Common reasons given for the IT failures include problems with third-party suppliers, disruption caused by a change in systems and internal software malfunctions. To date, compensation payments to individual impacted customers have been modest. Barclays confirmed that 56% of online payments during the incident failed due to ‘severe degradation’ of their mainframe processing performance. Barclays expects to pay between £5m and £7.5m in compensation to customers for ‘inconvenience or distress’.

When taking into account all of the information provided by Barclays to the TSC, this means the bank could pay out up to £12.5m in compensation due to outages. Until the Barclays systems issues, the highest amount paid out by a firm in the last two years was just £350,000 by Bank of Ireland.

UK banks bad run of IT outages

“We’ve had a particularly bad run over the past few months of these incidents with at least two of them falling on, arguably, the worst possible day of the month for those payment issues to occur,” Bradbury tells RBI.

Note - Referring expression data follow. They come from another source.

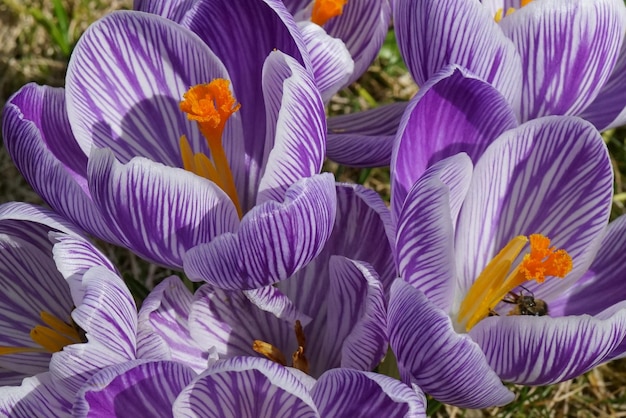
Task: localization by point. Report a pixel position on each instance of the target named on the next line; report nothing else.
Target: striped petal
(136, 388)
(425, 237)
(31, 285)
(448, 366)
(332, 63)
(124, 82)
(355, 330)
(362, 26)
(543, 350)
(434, 33)
(350, 393)
(73, 257)
(603, 284)
(568, 50)
(455, 112)
(245, 387)
(164, 316)
(262, 27)
(273, 242)
(608, 110)
(296, 129)
(174, 10)
(107, 312)
(38, 137)
(161, 211)
(230, 322)
(550, 176)
(364, 139)
(35, 397)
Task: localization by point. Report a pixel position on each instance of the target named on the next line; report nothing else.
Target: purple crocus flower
(62, 305)
(120, 155)
(330, 314)
(468, 188)
(549, 57)
(243, 387)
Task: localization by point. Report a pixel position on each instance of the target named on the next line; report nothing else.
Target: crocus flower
(547, 57)
(243, 387)
(57, 310)
(123, 151)
(488, 214)
(330, 314)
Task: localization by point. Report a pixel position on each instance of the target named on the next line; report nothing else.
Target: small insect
(526, 304)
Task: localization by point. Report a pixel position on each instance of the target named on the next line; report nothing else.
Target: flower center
(500, 13)
(495, 281)
(298, 359)
(210, 105)
(324, 10)
(51, 337)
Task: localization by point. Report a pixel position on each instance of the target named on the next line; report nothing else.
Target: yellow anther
(495, 281)
(210, 105)
(298, 359)
(500, 13)
(324, 10)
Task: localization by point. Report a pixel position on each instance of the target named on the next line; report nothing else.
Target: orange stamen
(495, 281)
(210, 105)
(324, 10)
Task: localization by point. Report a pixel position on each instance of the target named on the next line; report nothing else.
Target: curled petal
(544, 350)
(433, 34)
(273, 241)
(136, 388)
(568, 50)
(162, 211)
(455, 112)
(450, 367)
(350, 393)
(245, 387)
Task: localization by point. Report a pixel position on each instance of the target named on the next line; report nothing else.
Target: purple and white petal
(38, 137)
(230, 322)
(296, 127)
(608, 110)
(603, 284)
(262, 27)
(173, 10)
(31, 286)
(161, 211)
(245, 387)
(35, 397)
(73, 257)
(356, 323)
(446, 365)
(164, 316)
(332, 64)
(274, 240)
(350, 393)
(364, 139)
(550, 176)
(362, 26)
(124, 83)
(136, 388)
(455, 112)
(433, 34)
(568, 50)
(107, 312)
(425, 238)
(544, 350)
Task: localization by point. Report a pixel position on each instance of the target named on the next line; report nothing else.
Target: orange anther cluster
(544, 261)
(324, 10)
(210, 104)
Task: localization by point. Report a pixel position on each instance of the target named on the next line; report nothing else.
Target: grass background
(36, 39)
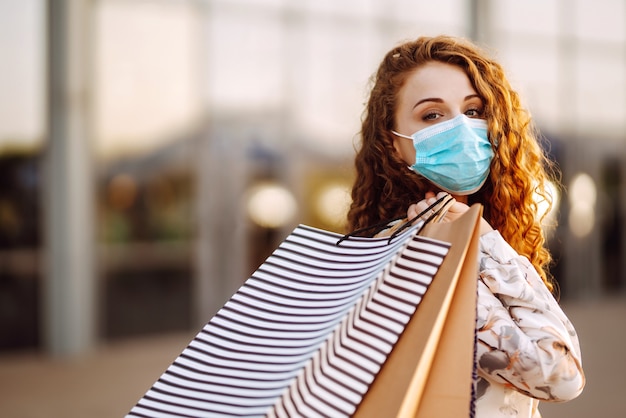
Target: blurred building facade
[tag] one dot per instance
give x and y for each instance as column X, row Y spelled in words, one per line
column 173, row 144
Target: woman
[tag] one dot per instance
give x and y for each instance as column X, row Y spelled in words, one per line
column 442, row 117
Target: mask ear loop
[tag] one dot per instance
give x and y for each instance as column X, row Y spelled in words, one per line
column 436, row 215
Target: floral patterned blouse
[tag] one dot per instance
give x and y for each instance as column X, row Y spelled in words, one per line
column 527, row 349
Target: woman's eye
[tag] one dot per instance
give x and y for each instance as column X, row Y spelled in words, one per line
column 432, row 116
column 473, row 113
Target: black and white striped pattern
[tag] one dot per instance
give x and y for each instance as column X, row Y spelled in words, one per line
column 305, row 335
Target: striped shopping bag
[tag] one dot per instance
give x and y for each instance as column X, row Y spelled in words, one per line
column 333, row 327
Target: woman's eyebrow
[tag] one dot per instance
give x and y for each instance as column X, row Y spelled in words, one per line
column 438, row 100
column 429, row 99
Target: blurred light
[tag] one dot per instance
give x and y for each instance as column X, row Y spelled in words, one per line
column 582, row 188
column 543, row 207
column 122, row 191
column 270, row 205
column 332, row 203
column 582, row 198
column 581, row 219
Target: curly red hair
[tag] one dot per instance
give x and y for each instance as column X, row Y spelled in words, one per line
column 520, row 171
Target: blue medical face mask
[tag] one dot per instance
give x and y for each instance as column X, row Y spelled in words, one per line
column 455, row 155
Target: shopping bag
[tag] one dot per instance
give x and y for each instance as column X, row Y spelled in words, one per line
column 430, row 371
column 314, row 330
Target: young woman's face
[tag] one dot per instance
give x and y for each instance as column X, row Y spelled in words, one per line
column 433, row 93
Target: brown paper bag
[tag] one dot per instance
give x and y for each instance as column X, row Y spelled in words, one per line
column 429, row 372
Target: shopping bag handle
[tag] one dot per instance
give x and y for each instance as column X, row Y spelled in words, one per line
column 436, row 211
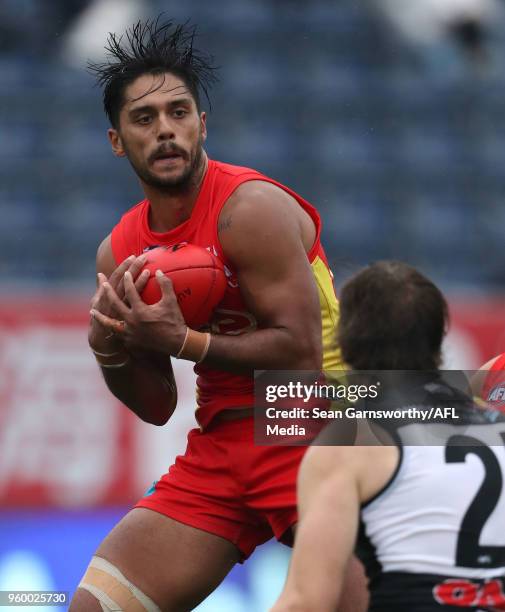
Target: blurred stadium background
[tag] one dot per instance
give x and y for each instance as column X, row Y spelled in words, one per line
column 388, row 115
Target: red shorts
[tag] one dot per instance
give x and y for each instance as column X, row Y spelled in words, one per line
column 226, row 485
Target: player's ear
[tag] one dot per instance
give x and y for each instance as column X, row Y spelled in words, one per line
column 203, row 125
column 116, row 143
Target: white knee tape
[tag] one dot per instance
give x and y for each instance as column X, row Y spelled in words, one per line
column 114, row 592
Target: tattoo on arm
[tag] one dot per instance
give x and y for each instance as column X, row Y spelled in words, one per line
column 224, row 225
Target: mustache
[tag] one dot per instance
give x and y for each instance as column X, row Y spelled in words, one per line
column 167, row 149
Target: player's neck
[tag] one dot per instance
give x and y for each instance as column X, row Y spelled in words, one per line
column 168, row 209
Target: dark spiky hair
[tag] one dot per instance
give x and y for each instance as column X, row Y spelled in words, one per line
column 152, row 47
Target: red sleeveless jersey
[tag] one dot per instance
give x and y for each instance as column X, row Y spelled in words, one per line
column 216, row 390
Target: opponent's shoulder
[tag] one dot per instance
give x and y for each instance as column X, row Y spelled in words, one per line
column 350, row 465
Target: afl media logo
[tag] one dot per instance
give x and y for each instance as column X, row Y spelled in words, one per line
column 497, row 393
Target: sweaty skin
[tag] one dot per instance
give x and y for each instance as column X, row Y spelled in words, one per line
column 324, row 543
column 264, row 233
column 266, row 236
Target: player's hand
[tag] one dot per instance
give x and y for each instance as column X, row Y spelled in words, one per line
column 159, row 327
column 101, row 338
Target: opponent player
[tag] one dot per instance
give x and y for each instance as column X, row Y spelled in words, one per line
column 428, row 520
column 224, row 496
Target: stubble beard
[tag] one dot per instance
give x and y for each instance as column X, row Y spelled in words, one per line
column 190, row 176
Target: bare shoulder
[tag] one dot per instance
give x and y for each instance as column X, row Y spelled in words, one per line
column 367, row 467
column 258, row 201
column 478, row 379
column 259, row 212
column 105, row 261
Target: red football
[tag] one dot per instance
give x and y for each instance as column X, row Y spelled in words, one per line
column 198, row 277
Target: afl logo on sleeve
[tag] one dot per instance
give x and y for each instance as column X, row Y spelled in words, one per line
column 497, row 393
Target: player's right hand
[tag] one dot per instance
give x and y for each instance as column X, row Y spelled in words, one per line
column 99, row 337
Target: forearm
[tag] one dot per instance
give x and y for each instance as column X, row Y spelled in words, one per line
column 146, row 390
column 265, row 349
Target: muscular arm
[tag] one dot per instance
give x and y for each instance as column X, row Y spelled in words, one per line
column 262, row 233
column 266, row 236
column 146, row 382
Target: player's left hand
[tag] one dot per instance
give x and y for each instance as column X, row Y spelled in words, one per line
column 159, row 327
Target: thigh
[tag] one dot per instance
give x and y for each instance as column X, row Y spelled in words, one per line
column 354, row 596
column 174, row 564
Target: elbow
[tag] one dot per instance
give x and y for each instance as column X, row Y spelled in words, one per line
column 309, row 354
column 291, row 602
column 156, row 415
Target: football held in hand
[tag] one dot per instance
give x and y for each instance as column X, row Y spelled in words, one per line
column 197, row 275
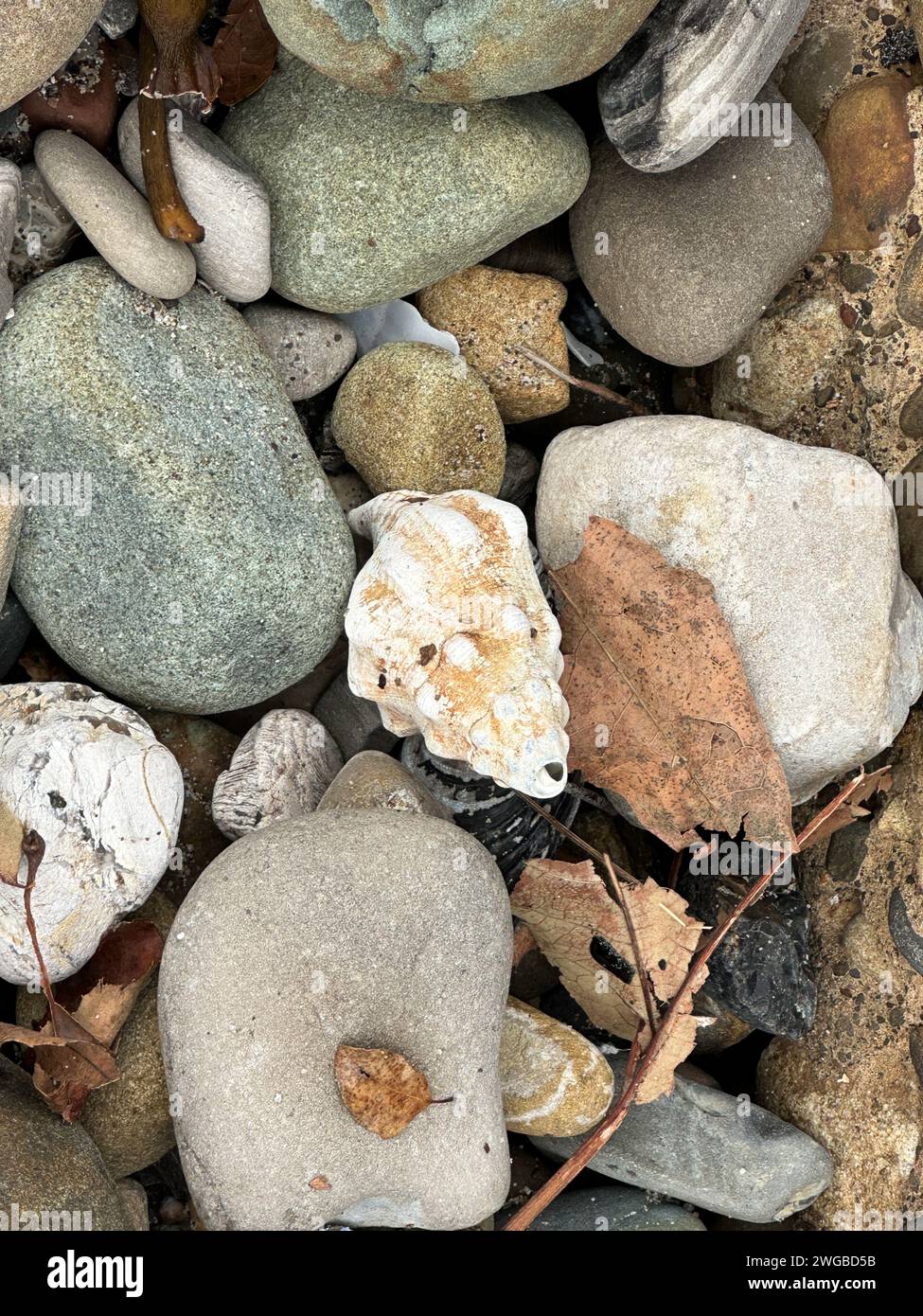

“People are trying to pay bills. They’re trying to send salaries. They’re trying to receive salaries. And having a number of those high-profile incidents in such a short space of time is going to prick the ears of the powers that be in the Select Committee. We’re so dependent on these digital services now that we struggle to operate without them. So, I think it is a big warning.”

He says that the practicalities and the challenges of actually implementing a strategy to deal with potential IT failures are significant, when one considers how most of the organisations are organised.

“They organise themselves in in silos, around product lines, around parts of their technology infrastructure. They have tools and monitoring capabilities that look into one part of the ecosystem.

“We’re working with a lot of organisations to transform that siloed viewpoint into an end-to-end view of their digital ecosystem. This brings all of that together and uses artificial intelligence and automation to tell them very quickly ‘you know an outage has happened or an outage is coming.’ This is the business impact, the customer level impact.”

As two client examples, Bradbury references the firm’s work with BNZ and Toronto Dominion.

“At Dynatrace, we take a radically different approach to how many organisations would record monitoring historically. We bring a platform with artificial intelligence and automation to help organisations manage their digital ecosystem. That means we help organisations massively reduce major incidents. We saw BNZ in New Zealand reduce its major incidents by 94% through implementation of Dynatrace. At TD, we helped it respond 25% faster to incidents as a result of implementation. It saves hours and hours of manual toil through smart use of technology.”

Banks must improve their customer communication

He adds that there will always be some technology failures and human process failures. There will be mistakes made that will cause customer impact. But the aim has to be for firms to know about these issues before customers do and then undertake the essential remedial work quickly. In addition, he highlights the need for better customer communication and ensure customers can be told how long it will take before the service will be restored.

“Some organisations are very advanced on that journey and some organisations are not yet fully enabled in that type of strategy. There still remains a huge amount of work to do.”